Roma - C’è un’amarezza inseparabile dal bello: sotto tutte le sue forme e davanti ai nostri occhi ogni giorno è scempio di quanto ardisca piacere. Ma ormai quasi ci siamo abituati a questo gioco al massacro. Ma adesso Charlize Theron, una delle donne più avvenenti del pianeta e una delle star femminili più quotate, a livello internazionale, vuota il sacco. «Trovo discriminante che si accusi una donna di stupidità, per il fatto di essere bella. E tragico. Io cosa dovrei dire che, per anni, non ho neanche avuto un volto, ma solo un sedere? Non avrei dovuto vincere l’Oscar, per quello? Cos’è, una nuova forma di razzismo verso le donne belle?», s’accora l’attrice, confessando al periodico Gossip Star Magazine di non poterne più, a furia di bere, fino in fondo, l’amaro calice del mix bella uguale stupida, o non brava, o mai abbastanza convincente, o chissà con chi va a letto. E se ne intende, di apartheid, l’attrice premio Oscar per Monster (non a caso s’imbruttì nei panni della sgradevole lesbo-killer Aileen Wuornos: doveva dimostrare di valere, anche da laida), visto che è nata in Sud Africa, terra di afrikaans e distinguo.

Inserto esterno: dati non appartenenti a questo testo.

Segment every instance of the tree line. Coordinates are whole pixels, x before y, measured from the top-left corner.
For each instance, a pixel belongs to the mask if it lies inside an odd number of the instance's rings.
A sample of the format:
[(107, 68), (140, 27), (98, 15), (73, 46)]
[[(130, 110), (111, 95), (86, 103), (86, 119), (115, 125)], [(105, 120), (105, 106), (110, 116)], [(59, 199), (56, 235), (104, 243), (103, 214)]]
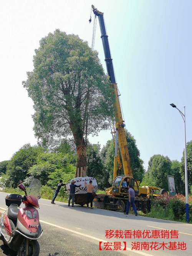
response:
[[(176, 192), (184, 194), (184, 153), (180, 162), (155, 155), (149, 161), (146, 171), (136, 140), (127, 131), (126, 135), (133, 176), (141, 182), (140, 185), (154, 186), (168, 190), (167, 175), (170, 175), (175, 178)], [(192, 185), (192, 141), (187, 143), (187, 150), (190, 189)], [(102, 148), (99, 143), (88, 143), (87, 175), (96, 178), (100, 190), (110, 187), (113, 183), (114, 151), (113, 140), (108, 140)], [(0, 162), (0, 186), (15, 188), (21, 181), (27, 185), (35, 177), (43, 185), (53, 189), (60, 180), (67, 182), (74, 177), (76, 161), (75, 148), (67, 140), (52, 148), (26, 144), (10, 160)], [(122, 170), (118, 171), (118, 174), (123, 174)]]

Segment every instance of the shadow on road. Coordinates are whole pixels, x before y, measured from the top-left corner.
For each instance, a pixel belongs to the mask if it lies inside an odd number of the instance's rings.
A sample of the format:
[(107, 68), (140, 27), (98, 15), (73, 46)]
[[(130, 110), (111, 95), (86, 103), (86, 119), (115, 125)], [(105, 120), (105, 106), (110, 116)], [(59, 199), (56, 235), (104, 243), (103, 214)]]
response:
[(7, 255), (7, 256), (17, 256), (17, 253), (10, 250), (7, 245), (2, 244), (0, 246), (2, 252), (0, 252), (0, 255)]
[(132, 219), (132, 220), (143, 220), (148, 221), (153, 221), (155, 222), (156, 223), (177, 223), (177, 224), (185, 224), (185, 223), (182, 222), (177, 222), (175, 221), (171, 221), (167, 220), (166, 219), (156, 219), (153, 218), (149, 217), (145, 217), (144, 216), (135, 216), (132, 214), (129, 214), (128, 215), (124, 214), (123, 213), (119, 213), (118, 212), (110, 211), (109, 210), (105, 210), (104, 209), (98, 209), (97, 208), (94, 208), (93, 209), (87, 209), (85, 206), (82, 206), (80, 205), (76, 205), (74, 207), (71, 207), (71, 206), (69, 207), (67, 204), (57, 204), (57, 205), (59, 207), (63, 207), (63, 208), (70, 209), (71, 211), (81, 211), (84, 212), (85, 213), (92, 213), (93, 214), (97, 214), (99, 215), (103, 215), (105, 216), (108, 216), (109, 217), (113, 217), (114, 218), (118, 218), (120, 219)]

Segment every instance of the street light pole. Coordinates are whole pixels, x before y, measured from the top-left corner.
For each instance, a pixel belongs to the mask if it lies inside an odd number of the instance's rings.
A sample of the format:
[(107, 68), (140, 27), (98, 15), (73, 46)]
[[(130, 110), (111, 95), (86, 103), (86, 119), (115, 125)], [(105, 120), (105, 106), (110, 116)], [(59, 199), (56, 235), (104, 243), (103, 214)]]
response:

Magari la sua sparata a orologeria, adesso, serve a preparare il terreno per quando, a ottobre, la radiosa modella classe 1975, verrà in Italia («il mio portafortuna», dice lei), per la nuova edizione del premio cinematografico «Martini Première», nella cui giuria siede il regista Saverio Costanzo. E l'agnizione che dopo quello spot, in cui lei, giovane e sexy, sullo sfondo d’una Portofino ultrachic, si lasciava smagliare il microabito, man mano rivelando un perfetto lato B, della sua faccia importasse nulla a nessuno, Charlize l’ha avuta proprio con la pubblicità Martini&Rossi.
«Certo, appena ho potuto, ho scelto di fare l’attrice. Ma non me la sento di sputare nel piatto dove ho mangiato. Chi lavora con il proprio corpo, che sia modella, attrice o show girl televisiva, spesso lavora 15 ore al giorno, senza tregua», prosegue nel suo sfogo la testimonial di molte case che producono cosmetici, profumi, orologi. Che non sia oro tutto quel che luccica, si sapeva da tempo: nessuno crede più che la magrezza da sfilata sia frutto di Madre Natura solamente; e i sacrifici, per arrivare ai piani alti dello spettacolo, non si contano. Però sorprende questo schierarsi vibrante sulla linea Maginot delle belle con l’anima. Finché si parla di veline con tono di sufficienza (scoprendo, magari, che si tratta di laureate, però col fisico che le assiste), o di ministre tutt'altro che inguardabili (il ministro per le Pari Opportunità Mara Carfagna, stessa età di Charlize, ha studiato 8 anni pianoforte e 9 anni danza, per esempio), tutto si tiene, quanto a viperaio.
Ma se a scendere in campo, per urlare «Sotto le gonne c’è di più!», è una diva stupenda, talentuosa e democratica (ieri la Theron era a Fresno, in California, per patrocinare la causa del matrimonio gay al «Rally Same Sex Marriage»), le cose si fanno serie. Tanto più che la stessa vita di Charlize («una bambina su quattro, ora, in Sudafrica, viene battezzata con questo nome, prima sconosciuto») è un concentrato di soprusi e di superamenti degli stessi, altro che Le regole della casa del sidro. Se oggi l’attrice si batte per i diritti delle donne e degli animali, lo si deve a un’altra agnizione da lei avuta quando, a quindici anni, vide sua madre, la tedesca Gertrud, sparare a papà Charles, un possidente d’origine francese troppo dedito alla bottiglia. Fu legittima difesa, perché oltre al gomito, papà Theron alzava le mani, ma l’efferato accadimento segnò l’adolescente, che se ne scappò in Italia, trasferendosi a Milano all'età di diciassette anni, per lavorare come fotomodella. «L’Italia è stata il mio portafortuna. E sono felice che l’azienda che mi ha lanciato in tutto il mondo si sia adoperata così tanto, per spingere nuovi talenti nel cinema.